戦争や諜報の世界だけの話ではない。多くの国では国内の治安維持のために、これらの残虐な行為は現在も行われている。日本のマスコミは、あまり積極的に報道したがらないが、北京政府がチベットや中央アジアで実施している残虐な行為は、関東軍731部隊のそれ以上かもしれない。

森村誠一が一時期、日本共産党の熱烈なシンパであったことは事実だ。事実、この本も共産党員との共同作業で書かれている。そのためだろう、事実誤認や信憑性に乏しい資料がずいぶんと使われている。一番ひどいのは、20世紀初頭のペスト流行時の赤十字の写真を誤用したことだろう。

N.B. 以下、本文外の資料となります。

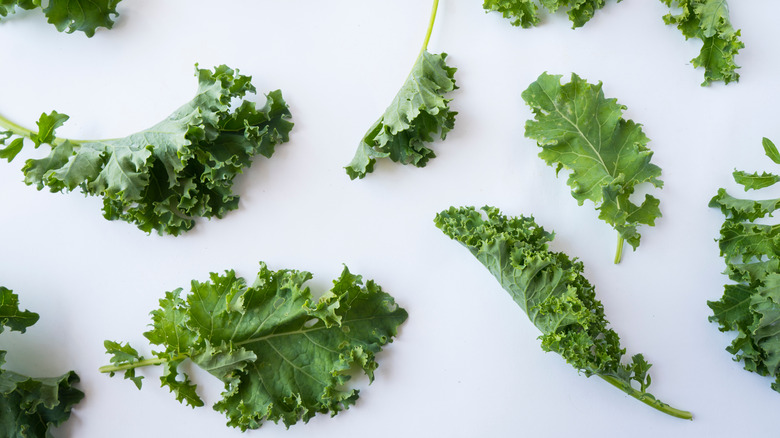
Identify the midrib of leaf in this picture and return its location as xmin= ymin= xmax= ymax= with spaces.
xmin=233 ymin=314 xmax=395 ymax=348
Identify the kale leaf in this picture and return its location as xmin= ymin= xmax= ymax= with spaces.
xmin=0 ymin=0 xmax=121 ymax=37
xmin=101 ymin=262 xmax=408 ymax=430
xmin=435 ymin=206 xmax=691 ymax=419
xmin=0 ymin=65 xmax=293 ymax=235
xmin=522 ymin=72 xmax=663 ymax=263
xmin=482 ymin=0 xmax=620 ymax=29
xmin=0 ymin=287 xmax=84 ymax=438
xmin=708 ymin=137 xmax=780 ymax=392
xmin=660 ymin=0 xmax=743 ymax=85
xmin=346 ymin=51 xmax=457 ymax=180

あまりにひどすぎたので、現在刊行されている版からは削除されている。でも、私この人が間違いを認めて謝罪している発言を聞いたことがない。ある意味、731部隊よりも残虐な行為がなされているシナの実情を告発している文を読んだこともない。

あくまで旧・日本軍を誹謗することのみに傾倒していると判じられても仕方あるまい。反戦平和のため、旧・日本軍の非道を公開することを悪いとは言わない。しかし、その正義感に燃え上がるあまりに、事実を歪めることは「戦争に勝つためなら、なにをしてもいい」と考えた連中と同じだと思う。